予見通り、ゾンデ零式は全弾ボクス・ドゥルバスに降り注いだ。しかし、動きは止めず、アイラクへの猛撃を続けていた。アイラクはレミーのことを気にかける程度の理性を保っているのに対し、ボクス・ドゥルバスは最早我を失っているーーこれが、勝敗の決め手だった。

ボクス・ドゥルバスは、レミーのテクニックによる傷と疲労を気付かぬうちに蓄積していく。そして、アイラクの何度目かの蹴撃により、わずかによろめいた。

 

「くらええええ!!」

 

その隙を逃さず、いつの間にか生え変わっていた角を、ヴィントジーカーで再びへし折った。

 

〔ぐああああっ!!〕

 

激痛と、それにより呼び起こされたこれまでの疲労により、力無く地面に倒れこむボクス・ドゥルバスーーこの時点で勝負は決していたが、アイラクとレミーはありったけの「礼」を込め、更なる一撃を叩き込んだ。

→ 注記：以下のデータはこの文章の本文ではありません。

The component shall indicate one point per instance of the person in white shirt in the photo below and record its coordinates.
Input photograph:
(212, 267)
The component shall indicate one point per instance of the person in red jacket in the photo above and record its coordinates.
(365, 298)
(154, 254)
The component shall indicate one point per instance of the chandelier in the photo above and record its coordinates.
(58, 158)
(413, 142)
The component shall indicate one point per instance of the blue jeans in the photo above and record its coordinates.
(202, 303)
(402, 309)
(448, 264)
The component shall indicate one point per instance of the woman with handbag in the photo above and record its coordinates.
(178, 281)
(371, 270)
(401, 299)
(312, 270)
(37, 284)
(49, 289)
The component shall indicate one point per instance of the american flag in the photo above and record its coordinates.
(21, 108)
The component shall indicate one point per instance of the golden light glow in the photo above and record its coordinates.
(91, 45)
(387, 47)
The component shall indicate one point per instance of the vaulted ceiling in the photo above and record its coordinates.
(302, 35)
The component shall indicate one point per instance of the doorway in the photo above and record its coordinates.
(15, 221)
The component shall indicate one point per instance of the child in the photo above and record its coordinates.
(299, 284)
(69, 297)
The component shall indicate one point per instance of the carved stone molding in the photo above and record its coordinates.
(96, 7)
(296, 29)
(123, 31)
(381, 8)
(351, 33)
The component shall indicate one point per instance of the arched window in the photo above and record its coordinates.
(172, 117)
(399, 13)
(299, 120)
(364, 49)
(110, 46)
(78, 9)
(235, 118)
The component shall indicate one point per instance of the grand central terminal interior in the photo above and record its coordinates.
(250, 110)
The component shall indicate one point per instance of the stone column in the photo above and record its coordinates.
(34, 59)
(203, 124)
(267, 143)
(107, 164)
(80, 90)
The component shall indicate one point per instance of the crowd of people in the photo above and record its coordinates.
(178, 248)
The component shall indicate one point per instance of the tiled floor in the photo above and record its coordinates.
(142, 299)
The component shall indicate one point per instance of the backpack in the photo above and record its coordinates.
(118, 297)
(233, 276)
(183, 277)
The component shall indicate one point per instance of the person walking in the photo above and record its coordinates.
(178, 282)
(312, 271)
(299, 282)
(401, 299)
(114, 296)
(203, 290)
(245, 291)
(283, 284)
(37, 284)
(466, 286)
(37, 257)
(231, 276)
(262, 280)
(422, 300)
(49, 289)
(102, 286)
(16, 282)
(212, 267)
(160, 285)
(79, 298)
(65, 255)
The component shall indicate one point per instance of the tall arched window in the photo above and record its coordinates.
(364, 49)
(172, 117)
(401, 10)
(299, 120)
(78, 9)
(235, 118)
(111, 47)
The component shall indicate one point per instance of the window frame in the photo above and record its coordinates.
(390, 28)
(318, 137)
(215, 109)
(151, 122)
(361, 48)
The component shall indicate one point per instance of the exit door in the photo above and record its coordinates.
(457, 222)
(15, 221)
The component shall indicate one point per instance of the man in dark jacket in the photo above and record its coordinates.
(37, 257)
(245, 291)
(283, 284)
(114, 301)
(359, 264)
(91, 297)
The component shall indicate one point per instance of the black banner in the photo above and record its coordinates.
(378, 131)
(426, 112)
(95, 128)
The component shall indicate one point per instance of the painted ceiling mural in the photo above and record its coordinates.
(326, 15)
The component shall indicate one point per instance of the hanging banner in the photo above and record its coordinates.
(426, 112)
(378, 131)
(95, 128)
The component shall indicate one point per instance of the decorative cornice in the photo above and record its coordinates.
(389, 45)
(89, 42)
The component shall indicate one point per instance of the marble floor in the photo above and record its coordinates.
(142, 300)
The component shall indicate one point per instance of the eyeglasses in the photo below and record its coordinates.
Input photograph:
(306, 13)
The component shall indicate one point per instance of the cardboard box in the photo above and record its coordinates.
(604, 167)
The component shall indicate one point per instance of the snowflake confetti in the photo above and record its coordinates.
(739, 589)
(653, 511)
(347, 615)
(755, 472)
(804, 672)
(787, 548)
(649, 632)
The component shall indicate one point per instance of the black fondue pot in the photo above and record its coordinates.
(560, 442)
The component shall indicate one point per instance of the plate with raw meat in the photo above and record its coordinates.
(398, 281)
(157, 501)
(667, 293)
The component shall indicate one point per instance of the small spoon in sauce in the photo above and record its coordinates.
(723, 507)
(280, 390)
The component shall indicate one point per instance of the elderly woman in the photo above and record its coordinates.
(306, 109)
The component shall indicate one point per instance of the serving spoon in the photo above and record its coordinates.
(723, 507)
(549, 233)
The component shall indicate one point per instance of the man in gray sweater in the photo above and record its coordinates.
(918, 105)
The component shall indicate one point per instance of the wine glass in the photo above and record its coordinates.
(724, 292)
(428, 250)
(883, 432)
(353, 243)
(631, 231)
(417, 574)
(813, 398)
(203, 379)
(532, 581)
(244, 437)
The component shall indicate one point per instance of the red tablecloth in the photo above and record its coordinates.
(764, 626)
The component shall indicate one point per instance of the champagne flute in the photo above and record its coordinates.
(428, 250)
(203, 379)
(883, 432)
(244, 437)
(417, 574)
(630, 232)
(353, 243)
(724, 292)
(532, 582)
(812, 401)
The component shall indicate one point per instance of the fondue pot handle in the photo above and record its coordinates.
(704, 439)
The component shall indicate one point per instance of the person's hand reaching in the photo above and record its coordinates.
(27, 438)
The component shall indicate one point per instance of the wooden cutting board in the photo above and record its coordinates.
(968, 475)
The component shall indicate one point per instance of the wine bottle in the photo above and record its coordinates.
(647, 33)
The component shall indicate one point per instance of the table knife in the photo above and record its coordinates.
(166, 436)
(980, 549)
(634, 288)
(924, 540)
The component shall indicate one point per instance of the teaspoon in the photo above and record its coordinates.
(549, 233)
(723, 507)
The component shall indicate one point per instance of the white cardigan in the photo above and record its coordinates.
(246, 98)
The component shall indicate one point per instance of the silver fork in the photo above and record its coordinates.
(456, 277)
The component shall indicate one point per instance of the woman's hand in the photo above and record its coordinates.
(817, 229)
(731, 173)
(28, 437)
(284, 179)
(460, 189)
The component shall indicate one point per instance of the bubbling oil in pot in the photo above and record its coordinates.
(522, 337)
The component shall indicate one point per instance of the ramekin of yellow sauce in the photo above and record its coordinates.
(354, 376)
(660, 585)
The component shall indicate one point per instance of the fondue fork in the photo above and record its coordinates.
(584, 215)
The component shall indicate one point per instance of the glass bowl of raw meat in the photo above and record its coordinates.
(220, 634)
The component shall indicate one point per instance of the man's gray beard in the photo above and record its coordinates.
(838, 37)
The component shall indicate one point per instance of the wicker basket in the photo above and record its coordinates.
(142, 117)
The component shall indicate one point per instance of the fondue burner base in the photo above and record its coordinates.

ヴィントジーカー、そしてフォメルギオンーー今度こそ、とどめだった。

 

〔アタイが……負ける……?〕

 

掠れた声で末期の言葉を発しながら、ボクス・ドゥルバスは生命維持を手放した。

2人は動かなくなった龍を暫し眺めながら、嵐の去った後のような静けさが支配するフィールドの余韻の中にいた。

 

「ったく、なかなか手のかかる相手だったね」

「……」

「……?」

「……うめええええええええ」

「!!?あー!!やめろ!!寄るな!!離れろ!!」

 

先程までの気迫はどこへやら、緊張の糸が切れたのかレミーが無事で安心したのか、アイラクは泣きじゃくりながらレミーにしがみ付いた。レミーはアイラクを無理矢理引き剥がすと、煩わしさを振り払うかのように背を向けて、出現したテレポーターへと走った。

 

「ふえ、うめえええまってええええ」

「お前がトロトロしてるからだろ!!ほら行くぞ!」

 

涙を手でめちゃくちゃに拭いながら、アイラクもテレポーターへ続いた。

 

 

 

「ぐすっ……」

「……はあ」

 

ようやく落ち着いてきたアイラクの様子を見ながら、次のエリアへのテレポーターを眺めていた。

 

「このぐちゃぐちゃした気配……ダーカーだな」

 

ダーカーの味も嫌いではないが、倒すとなると嫌いな光のフォトンを使わねばならないことに、少し憂鬱になった。

 

「……」

 

アイラクの表情には、疲労が見て取れた。ぼーっと立ち尽くす彼女に、レミーは声をかける。

 

「……帰る?」

「!!まっ、まだまだ!なの!」

 

ハッとしながら答えるアイラクに、レミーは溜息をつきながら、レスタをかけた。

 

「無理して死ぬくらいなら、ボクが殺すからね」

 

そう言い放って、テレポーターへと歩き出した。

レミーのレスタで少し身体が軽くなったアイラクは、喜びの色とともに明るい声色で返事をする。

 

「うん、わかったの。だいじょうぶ、なの!」

 

2人は、ダーカーの群れが待ち構える次のエリアへと向かった。